The good news, however, reveals that despite the losses, Ohio remains a manufacturing powerhouse to be reckoned with in the national and global economies. A recent report from the Ohio Manufacturers Association showed that the Buckeye State still ranks as the third largest manufacturing producer in America, behind only California and Texas, with 635,700 such jobs as of last month.

Even more promising is data released last month by bizjournals.com, a publication of American City Business Journals.com. Its study ranked the Youngstown-Warren-Boardman metropolitan area as the 14th best in the United States for manufacturing job growth in the past year.
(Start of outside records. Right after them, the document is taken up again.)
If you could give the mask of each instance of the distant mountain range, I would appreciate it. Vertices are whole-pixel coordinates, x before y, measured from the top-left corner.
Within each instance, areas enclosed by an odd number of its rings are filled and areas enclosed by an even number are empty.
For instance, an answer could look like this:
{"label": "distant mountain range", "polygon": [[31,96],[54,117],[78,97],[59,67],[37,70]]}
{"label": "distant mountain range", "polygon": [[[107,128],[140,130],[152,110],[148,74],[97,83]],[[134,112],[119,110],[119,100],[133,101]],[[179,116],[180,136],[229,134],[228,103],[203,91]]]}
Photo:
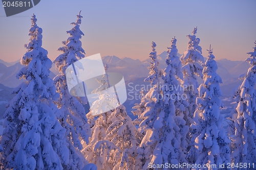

Other Ohio cities ranking high in that top-100 list included Akron at No. 3, Cincinnati at No. 12 and Toledo at No. 21.

The task now must be to build ongoing momentum for a renaissance in manufacturing.

SUCCESSFUL SUMMIT

Such momentum was illustrated last week in nearby Rootstown, where nearly 200 business, industry, development and political leaders from Northeast Ohio — many of them from the Mahoning Valley — convened a manufacturing summit.

The co-chairmen for that Northeast Ohio Economic Summit on the Revitalization of Manufacturing were the Valley’s two congressmen, U.S. Reps. Tim Ryan of Niles, D-17th, and Bill Johnson of Marietta, R-6th. That bipartisan leadership served as a heartening recognition that bipartisan cooperation will be a critical cog in revitalizing this region’s, this state’s and this nation’s manufacturing base.

Ryan and others at the summit laid out an agenda that merits ongoing discussion, planning and action. Among the issues:

More investment in education and infrastructure to support the high-end, advanced manufacturing jobs of the future.

Stricter monitoring of unfair trade agreements that result in foreign goods produced and sold in the U.S. at prices much lower than those made here.

Consideration of the value-added tax that has helped to turn around the economies of other nations.

Additional aggressive action to mine the rich job opportunities in the Marcellus and Utica shales in the Valley and the state.

To forge sizeable growth in the manufacturing sector of our local and state economies, all of these and many other ideas must be explored on factory floors, in corporate boardrooms and in the halls of the General Assembly and of the U.S. Congress.

The bipartisanship and public-private sector cooperation evident at the Rootstown summit serve as a promising starting point for revitalizing manufacturing, decreasing unemployment and increasing the quality of life in the Valley and in the state.

We’re off to a great start. Since January of this year, 5,000 new jobs — many of them manufacturing — have been added to the Youngstown metro area’s jobs base of 226,000.

It now is up to all involved at the summit and at all other regional and state manufacturing and economic development agencies to add to that growth. By harnessing our long-standing assets tailored to manufacturing, such as a centralized location, ample raw materials and a skilled and available work force, this Valley and this state can jump-start its rich industrial heritage.